Unlike 5-ALA, tumour paint can be used in real-time during an operation, and Olson points out that it also crosses the blood–brain barrier, attaches specifically to cancer cells and is internalised. 5-ALA, by contrast, doesn’t bind to cancer cells and can only be used for high-grade brain tumours (tumours that are highly malignant and adept at invading nearby brain tissue). Tumour paint has the potential to target lower-grade tumours as well – which is important, says Olson, “because low-grade gliomas that are incompletely removed often progress to high-grade glioblastomas over the following decade”.
On 25 May 2015, the first clinical trial of tumour paint began at Seattle Children’s Hospital, which has the largest paediatric brain tumour centre in the Northwest of America.
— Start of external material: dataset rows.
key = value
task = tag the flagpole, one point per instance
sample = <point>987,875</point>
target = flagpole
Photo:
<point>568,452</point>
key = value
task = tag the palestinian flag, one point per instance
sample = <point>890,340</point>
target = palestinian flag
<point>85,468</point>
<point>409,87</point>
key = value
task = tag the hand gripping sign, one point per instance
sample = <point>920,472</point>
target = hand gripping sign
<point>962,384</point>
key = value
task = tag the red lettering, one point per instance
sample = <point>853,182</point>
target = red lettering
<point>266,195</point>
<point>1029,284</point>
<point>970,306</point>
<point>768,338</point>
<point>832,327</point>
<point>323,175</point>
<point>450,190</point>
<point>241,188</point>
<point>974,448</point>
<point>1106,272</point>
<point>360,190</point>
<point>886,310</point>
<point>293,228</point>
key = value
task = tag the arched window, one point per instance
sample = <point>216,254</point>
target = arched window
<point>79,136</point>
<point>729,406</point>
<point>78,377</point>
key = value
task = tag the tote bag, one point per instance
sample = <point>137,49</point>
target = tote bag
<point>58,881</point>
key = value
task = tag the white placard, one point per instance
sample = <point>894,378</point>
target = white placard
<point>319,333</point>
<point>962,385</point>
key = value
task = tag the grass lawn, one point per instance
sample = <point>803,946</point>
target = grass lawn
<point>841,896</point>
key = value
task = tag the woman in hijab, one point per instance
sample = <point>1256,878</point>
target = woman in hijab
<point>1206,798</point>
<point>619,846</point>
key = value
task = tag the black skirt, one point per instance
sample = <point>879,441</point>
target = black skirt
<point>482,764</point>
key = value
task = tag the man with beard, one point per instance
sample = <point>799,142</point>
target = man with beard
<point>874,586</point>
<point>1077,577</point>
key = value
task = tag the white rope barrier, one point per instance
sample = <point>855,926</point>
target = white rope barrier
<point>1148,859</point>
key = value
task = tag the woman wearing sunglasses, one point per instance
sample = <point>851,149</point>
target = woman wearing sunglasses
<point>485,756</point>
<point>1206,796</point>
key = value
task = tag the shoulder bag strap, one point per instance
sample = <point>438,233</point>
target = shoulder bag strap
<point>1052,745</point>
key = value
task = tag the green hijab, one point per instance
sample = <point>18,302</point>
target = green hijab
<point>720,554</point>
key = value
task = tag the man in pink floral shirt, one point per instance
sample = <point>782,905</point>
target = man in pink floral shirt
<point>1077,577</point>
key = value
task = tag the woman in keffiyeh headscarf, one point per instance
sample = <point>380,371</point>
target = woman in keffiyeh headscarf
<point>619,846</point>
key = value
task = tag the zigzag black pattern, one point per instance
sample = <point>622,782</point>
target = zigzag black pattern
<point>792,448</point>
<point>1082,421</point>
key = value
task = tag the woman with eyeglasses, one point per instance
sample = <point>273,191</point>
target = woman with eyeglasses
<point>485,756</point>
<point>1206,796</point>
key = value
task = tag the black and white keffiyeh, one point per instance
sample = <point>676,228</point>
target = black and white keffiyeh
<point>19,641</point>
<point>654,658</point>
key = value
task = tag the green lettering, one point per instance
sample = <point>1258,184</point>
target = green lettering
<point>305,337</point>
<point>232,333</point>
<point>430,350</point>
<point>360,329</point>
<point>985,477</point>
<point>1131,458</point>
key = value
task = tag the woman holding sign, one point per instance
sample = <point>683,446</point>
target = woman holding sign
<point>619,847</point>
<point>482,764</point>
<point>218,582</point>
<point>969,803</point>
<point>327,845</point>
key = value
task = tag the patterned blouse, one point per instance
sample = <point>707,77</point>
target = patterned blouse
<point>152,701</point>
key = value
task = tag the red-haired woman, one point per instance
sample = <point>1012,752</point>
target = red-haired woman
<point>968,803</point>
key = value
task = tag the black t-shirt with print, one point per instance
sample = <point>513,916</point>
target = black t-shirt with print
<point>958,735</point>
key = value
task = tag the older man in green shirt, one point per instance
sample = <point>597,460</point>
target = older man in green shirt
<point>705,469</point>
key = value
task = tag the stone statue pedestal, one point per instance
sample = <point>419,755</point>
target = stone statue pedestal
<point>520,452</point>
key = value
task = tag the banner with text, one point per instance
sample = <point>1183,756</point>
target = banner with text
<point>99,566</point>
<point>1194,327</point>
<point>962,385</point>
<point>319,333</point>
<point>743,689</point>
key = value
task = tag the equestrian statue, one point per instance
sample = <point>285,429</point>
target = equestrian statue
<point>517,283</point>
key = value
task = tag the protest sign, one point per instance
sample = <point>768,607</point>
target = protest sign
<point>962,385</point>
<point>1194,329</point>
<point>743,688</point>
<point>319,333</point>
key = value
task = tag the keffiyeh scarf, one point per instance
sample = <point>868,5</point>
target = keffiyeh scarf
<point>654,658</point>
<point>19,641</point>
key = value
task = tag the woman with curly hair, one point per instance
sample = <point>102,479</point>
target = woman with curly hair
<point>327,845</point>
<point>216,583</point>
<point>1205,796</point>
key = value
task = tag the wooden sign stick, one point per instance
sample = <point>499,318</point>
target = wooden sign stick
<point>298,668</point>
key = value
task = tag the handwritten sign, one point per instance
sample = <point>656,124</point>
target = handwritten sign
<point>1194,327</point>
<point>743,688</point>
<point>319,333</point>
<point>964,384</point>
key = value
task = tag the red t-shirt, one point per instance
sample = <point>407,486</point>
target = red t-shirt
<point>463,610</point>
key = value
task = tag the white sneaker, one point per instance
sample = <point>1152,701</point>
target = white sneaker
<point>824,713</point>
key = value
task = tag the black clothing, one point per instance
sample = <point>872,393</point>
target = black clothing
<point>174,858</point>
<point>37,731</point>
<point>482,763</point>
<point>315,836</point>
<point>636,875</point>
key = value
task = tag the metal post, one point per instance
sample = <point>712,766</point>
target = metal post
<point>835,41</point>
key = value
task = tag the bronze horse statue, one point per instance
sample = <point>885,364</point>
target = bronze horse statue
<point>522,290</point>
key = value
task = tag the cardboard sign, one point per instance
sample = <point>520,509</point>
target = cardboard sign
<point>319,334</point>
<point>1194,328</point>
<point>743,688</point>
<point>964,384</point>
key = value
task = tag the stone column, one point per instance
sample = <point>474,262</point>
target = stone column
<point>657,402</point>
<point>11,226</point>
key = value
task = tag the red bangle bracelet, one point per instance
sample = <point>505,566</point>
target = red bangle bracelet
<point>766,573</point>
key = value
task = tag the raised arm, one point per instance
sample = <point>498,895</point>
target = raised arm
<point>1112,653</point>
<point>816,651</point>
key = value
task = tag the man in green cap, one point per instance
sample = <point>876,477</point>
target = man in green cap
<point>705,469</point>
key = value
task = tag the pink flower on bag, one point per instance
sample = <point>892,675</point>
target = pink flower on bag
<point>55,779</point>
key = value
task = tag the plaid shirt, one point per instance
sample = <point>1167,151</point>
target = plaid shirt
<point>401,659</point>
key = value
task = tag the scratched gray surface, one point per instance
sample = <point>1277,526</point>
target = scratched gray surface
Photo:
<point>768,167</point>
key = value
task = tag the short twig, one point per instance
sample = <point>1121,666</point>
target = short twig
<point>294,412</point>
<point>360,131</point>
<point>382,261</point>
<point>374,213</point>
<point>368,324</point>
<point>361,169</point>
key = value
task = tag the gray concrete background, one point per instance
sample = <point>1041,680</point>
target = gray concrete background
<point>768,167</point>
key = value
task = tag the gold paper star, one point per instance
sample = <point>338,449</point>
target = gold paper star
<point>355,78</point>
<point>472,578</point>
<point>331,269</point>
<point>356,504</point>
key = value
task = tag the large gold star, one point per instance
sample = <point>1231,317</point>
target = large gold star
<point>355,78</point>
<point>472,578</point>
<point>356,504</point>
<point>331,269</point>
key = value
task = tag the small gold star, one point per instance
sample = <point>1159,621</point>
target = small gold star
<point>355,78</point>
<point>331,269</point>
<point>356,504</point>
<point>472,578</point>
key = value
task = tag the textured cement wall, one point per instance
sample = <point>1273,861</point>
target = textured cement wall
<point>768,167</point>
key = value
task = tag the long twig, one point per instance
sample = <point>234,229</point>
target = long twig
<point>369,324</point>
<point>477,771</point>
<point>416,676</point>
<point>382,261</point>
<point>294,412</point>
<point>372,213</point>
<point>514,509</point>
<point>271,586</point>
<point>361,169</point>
The trial is run by Blaze Bioscience Inc., and in phase I up to 27 people who have been diagnosed with a brain tumour (from infants to young adults under the age of 30) will have their operations performed using the drug.
“I think lots of other people are trying to find out the difference between brain cancer and normal tissue, but they don’t know what to do with the information when they get it,” Olson says. “They publish their paper and then they move on to the next thing.” He hopes tumour paint will be different.
If it is, it will go some way to living up to Project Violet’s name. “All these buildings and universities get named after wealthy people that donate money,” Olson says. “I wanted something really beautiful for the world to be named after this little girl.”